This seminar focuses on the variational approach to fracture, often referred to as the phase field method applied to fracture mechanics. It begins with a critical examination of the original formulation for brittle materials—which possesses proven $\Gamma$-convergence properties [1]—along with variants developed over the past decade for quasi-brittle and cohesive materials [2,3], used in statics but also in dynamics. These extensions have introduced different expressions for the degradation and crack density functions, along with different assumptions on the way the material stiffness is degraded.
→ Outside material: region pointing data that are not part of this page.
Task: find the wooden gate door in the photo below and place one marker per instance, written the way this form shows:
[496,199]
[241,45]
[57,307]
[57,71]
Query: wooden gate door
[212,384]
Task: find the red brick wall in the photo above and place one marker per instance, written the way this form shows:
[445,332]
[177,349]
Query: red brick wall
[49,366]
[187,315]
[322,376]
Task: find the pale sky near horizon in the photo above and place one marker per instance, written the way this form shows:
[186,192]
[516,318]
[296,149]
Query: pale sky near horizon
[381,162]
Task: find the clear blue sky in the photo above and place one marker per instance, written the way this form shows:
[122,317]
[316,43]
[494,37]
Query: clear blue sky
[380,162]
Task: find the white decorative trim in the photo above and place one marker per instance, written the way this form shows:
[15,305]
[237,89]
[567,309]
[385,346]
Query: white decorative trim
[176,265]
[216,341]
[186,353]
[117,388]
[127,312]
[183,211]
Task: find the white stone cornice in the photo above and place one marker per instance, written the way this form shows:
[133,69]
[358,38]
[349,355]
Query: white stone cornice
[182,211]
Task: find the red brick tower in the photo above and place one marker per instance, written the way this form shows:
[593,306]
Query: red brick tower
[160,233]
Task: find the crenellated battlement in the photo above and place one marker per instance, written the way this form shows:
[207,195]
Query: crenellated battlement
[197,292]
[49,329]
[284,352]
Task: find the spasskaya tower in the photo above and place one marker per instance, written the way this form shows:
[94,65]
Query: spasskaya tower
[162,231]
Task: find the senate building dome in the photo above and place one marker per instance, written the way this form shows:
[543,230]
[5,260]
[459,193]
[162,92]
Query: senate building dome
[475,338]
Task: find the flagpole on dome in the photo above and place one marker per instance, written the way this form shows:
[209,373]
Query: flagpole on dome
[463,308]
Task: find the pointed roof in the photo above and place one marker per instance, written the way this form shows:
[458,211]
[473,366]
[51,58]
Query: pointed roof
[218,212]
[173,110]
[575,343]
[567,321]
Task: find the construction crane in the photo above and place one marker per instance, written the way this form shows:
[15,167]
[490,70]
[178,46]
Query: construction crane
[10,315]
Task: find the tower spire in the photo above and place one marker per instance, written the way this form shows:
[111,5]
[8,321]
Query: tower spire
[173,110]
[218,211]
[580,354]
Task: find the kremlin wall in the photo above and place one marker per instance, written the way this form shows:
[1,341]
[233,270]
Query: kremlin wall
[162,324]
The presentation then provides an overview of recent methodological advances aimed at addressing open challenges in computational materials science and structural mechanics. In the first area, significant progress has been made in modeling material heterogeneity [4,5], which is essential at those scales of observation. In the second, novel contributions have adapted the method to enable its application to shell structures [6] and to metamaterials based on 3D-printed lattice architectures [7].

Selected references
    [1] G.A. Francfort, J.-J. Marigo (1998) Revisiting brittle fracture as an energy minimization problem, J. Mech. Phys. Solids, 46:1319–1342.
    [2] F. Freddi, G. Royer-Carfagni (2010) Regularized variational theories of fracture: a unified approach, J. Mech. Phys. Solids, 58:1154–1174.
    [3] J.-Y. Wu (2017) A unified phase-field theory for the mechanics of damage and quasi-brittle failure, J. Mech. Phys. Solids, 103:72–99.
    [4] M. Paggi, J. Reinoso (2017) Revisiting the problem of a crack impinging on an interface: a modeling framework for the interaction between the phase field approach for brittle fracture and the interface cohesive zone model. Comp. Meth. Appl. Mech. Eng., 321:145–172.
    [5] P. Lenarda, J. Reinoso, M. Paggi (2022) Multi-phase field approach to tensile fracture and compressive crushing in grained heterogeneous materials. Theor. Appl. Fract. Mech., 122:103632.
    [6] J. Reinoso, M. Paggi, C. Linder (2017) Phase field modeling of brittle fracture for enhanced assumed strain shells at large deformations: formulation and finite element implementation, Comput. Mech., 59:981–1001.
    [7] M. Paggi (2026) Mechanics of complex network materials: A formulation based on phase field damage evolution on graphs. Comp. Meth. Appl. Mech. Eng., 450:118637.